# Automating ML Pipelines with Apache Airflow

In this notebook, we'll learn how to automate machine learning workflows using **Apache Airflow**, an open-source platform for programmatically authoring, scheduling, and monitoring workflows.

We'll:
- Understand Airflow concepts (DAGs, tasks, operators)
- Create a simple ML pipeline DAG
- Schedule and visualize tasks
- Discuss production deployment tips


## 1️⃣ What is Apache Airflow?

Airflow allows you to automate data and ML workflows as **Directed Acyclic Graphs (DAGs)**.

**Key components:**
- **DAG (Directed Acyclic Graph):** Defines the workflow structure.
- **Task:** A single unit of work (e.g., data loading, model training).
- **Operator:** Defines what each task does (e.g., PythonOperator, BashOperator).
- **Scheduler:** Executes tasks as per schedule.
- **Web UI:** Monitors runs and dependencies visually.

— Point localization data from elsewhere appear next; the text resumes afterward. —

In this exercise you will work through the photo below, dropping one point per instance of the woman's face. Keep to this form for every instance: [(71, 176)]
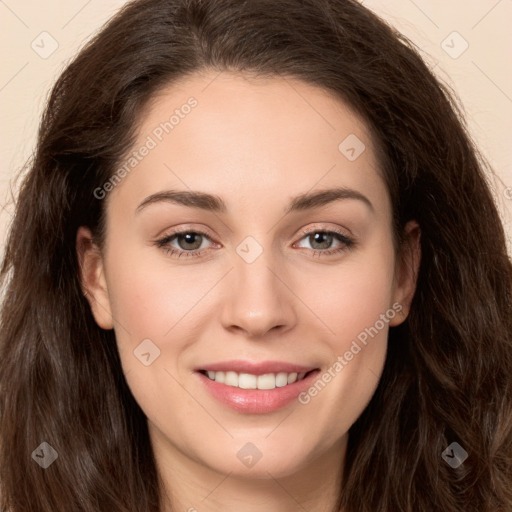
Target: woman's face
[(284, 269)]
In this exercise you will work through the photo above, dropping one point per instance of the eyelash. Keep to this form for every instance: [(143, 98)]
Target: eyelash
[(347, 242)]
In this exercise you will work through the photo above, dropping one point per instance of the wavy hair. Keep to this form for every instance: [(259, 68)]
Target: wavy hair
[(447, 376)]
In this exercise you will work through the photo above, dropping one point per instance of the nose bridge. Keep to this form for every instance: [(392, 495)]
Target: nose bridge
[(257, 301)]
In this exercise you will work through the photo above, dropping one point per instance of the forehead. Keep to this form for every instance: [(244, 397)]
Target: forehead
[(243, 136)]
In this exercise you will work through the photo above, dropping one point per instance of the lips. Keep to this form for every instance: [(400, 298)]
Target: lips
[(251, 387)]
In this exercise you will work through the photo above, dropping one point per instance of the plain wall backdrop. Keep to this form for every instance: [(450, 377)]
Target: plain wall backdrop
[(466, 42)]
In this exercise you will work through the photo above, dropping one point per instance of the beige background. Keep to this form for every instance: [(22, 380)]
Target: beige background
[(38, 38)]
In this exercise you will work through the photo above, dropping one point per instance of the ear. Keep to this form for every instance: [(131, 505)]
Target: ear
[(406, 272), (92, 277)]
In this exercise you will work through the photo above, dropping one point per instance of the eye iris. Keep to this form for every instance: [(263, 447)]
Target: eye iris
[(193, 239), (324, 239)]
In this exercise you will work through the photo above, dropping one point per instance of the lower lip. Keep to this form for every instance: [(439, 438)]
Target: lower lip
[(257, 401)]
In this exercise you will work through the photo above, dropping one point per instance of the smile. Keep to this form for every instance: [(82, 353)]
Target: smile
[(251, 381)]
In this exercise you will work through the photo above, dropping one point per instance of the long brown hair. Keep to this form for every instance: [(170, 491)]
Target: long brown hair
[(447, 377)]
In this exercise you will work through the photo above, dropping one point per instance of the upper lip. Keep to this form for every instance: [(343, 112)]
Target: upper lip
[(256, 368)]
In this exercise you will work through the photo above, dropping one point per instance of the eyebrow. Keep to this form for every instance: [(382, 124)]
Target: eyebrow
[(214, 203)]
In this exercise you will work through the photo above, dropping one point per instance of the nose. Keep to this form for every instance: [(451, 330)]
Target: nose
[(258, 299)]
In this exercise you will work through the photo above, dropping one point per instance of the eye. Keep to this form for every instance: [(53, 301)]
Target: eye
[(184, 243), (323, 242)]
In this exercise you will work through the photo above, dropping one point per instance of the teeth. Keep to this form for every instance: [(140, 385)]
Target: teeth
[(249, 381)]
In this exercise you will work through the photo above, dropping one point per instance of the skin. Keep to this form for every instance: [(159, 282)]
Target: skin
[(256, 143)]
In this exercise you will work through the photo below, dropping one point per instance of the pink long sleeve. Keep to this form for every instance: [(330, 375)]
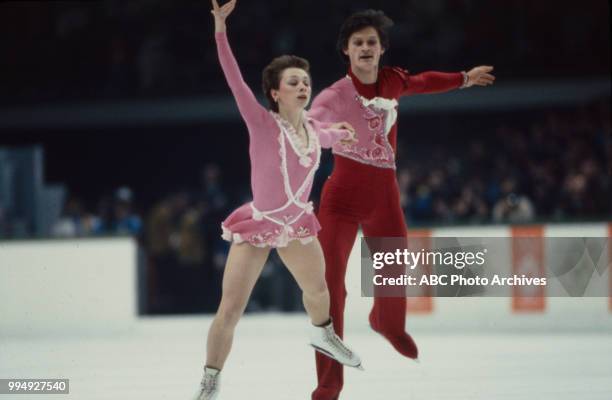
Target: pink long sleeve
[(250, 109)]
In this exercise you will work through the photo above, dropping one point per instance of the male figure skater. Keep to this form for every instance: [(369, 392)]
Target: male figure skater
[(362, 189)]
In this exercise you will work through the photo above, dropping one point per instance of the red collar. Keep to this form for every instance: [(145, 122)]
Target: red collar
[(368, 90)]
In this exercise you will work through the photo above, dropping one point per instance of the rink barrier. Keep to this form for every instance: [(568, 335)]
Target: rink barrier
[(502, 313)]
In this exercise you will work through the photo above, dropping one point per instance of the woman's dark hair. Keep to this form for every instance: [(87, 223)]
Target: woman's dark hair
[(361, 20), (272, 74)]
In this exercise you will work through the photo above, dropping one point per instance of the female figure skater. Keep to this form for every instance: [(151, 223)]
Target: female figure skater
[(285, 146), (363, 189)]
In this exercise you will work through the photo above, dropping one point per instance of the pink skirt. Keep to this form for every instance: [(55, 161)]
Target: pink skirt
[(240, 227)]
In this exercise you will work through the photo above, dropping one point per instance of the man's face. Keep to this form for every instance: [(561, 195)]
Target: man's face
[(364, 49)]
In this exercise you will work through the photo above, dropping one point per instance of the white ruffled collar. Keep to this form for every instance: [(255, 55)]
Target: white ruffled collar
[(299, 147)]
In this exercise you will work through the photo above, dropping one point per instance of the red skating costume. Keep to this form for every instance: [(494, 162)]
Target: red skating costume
[(363, 190)]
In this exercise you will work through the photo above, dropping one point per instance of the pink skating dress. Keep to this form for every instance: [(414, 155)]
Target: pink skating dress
[(282, 170)]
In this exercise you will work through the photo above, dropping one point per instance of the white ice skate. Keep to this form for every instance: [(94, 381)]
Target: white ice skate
[(325, 341), (209, 387)]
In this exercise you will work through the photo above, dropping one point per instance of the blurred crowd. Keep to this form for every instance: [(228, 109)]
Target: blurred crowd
[(115, 49)]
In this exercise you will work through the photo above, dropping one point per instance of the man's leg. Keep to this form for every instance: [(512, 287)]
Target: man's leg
[(388, 315), (337, 238)]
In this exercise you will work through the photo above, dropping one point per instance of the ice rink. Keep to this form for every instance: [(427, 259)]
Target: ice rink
[(161, 358)]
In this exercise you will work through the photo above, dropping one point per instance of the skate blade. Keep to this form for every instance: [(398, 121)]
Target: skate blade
[(328, 354)]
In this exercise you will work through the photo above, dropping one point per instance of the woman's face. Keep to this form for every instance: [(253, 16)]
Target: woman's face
[(294, 89), (364, 49)]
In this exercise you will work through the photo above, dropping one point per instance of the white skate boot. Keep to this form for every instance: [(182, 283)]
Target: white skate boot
[(209, 387), (325, 341)]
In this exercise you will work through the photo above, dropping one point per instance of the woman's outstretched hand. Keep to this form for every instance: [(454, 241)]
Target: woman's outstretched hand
[(221, 13)]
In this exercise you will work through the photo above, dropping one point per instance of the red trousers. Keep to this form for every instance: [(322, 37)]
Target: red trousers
[(356, 194)]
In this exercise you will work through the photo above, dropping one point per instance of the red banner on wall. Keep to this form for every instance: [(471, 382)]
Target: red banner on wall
[(420, 300), (528, 260)]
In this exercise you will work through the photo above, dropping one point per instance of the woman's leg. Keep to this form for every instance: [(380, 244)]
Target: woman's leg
[(243, 267), (307, 265)]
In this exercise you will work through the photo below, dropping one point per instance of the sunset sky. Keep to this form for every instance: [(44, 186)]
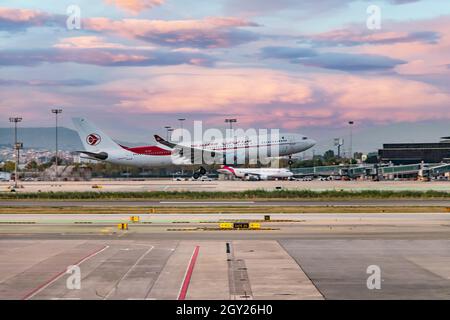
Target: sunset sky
[(138, 65)]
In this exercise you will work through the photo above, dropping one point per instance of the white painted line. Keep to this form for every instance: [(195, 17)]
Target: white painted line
[(57, 277), (206, 202), (128, 272)]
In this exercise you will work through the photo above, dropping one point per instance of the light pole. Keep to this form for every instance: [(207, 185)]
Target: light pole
[(351, 139), (231, 121), (181, 126), (17, 146), (56, 112), (167, 132)]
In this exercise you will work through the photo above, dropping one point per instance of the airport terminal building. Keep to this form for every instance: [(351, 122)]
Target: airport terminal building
[(410, 153)]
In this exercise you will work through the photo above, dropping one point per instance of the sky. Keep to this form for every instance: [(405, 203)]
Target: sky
[(135, 66)]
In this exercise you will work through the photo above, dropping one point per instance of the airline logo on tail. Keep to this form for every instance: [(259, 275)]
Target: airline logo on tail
[(93, 139)]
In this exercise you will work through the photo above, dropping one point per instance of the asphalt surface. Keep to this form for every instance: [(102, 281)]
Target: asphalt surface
[(144, 203), (301, 256)]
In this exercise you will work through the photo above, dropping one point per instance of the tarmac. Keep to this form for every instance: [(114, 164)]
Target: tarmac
[(185, 256), (227, 185)]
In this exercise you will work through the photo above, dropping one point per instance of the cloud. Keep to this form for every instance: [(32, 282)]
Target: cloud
[(102, 57), (287, 52), (332, 60), (351, 62), (217, 32), (348, 37), (47, 83), (14, 20), (280, 99), (306, 8), (135, 6)]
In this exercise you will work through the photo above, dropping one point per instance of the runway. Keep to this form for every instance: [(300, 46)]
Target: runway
[(102, 185), (300, 256), (181, 203)]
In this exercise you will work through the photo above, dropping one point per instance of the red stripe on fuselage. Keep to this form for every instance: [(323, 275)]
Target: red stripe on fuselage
[(149, 150)]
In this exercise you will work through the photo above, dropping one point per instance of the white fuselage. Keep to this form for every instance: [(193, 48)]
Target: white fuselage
[(259, 173), (246, 147)]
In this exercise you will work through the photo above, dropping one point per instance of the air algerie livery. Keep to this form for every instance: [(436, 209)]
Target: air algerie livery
[(100, 146)]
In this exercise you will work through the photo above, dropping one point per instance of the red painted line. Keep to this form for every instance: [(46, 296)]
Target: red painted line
[(187, 277), (45, 284)]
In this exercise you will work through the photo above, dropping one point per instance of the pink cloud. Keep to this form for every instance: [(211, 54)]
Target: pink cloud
[(135, 6), (210, 32), (260, 96), (18, 19)]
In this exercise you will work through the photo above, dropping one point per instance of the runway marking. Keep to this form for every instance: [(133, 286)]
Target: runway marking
[(188, 275), (207, 202), (128, 272), (60, 274)]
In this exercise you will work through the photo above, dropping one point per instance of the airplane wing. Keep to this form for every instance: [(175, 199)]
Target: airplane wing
[(95, 156), (194, 155)]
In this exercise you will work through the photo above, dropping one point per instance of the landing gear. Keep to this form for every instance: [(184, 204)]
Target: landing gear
[(290, 162), (200, 172)]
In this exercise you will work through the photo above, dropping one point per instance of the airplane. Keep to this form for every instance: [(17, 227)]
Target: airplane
[(258, 173), (99, 146)]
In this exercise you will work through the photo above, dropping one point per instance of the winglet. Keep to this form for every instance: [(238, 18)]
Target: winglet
[(160, 140)]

## 2️⃣ Installing Airflow (Local Setup)

Airflow can be installed using pip (within a virtual environment):
```bash
pip install apache-airflow
```

Then initialize Airflow and start the web server:
```bash
airflow db init
airflow webserver --port 8080
airflow scheduler
```

Visit the web UI at [http://localhost:8080](http://localhost:8080).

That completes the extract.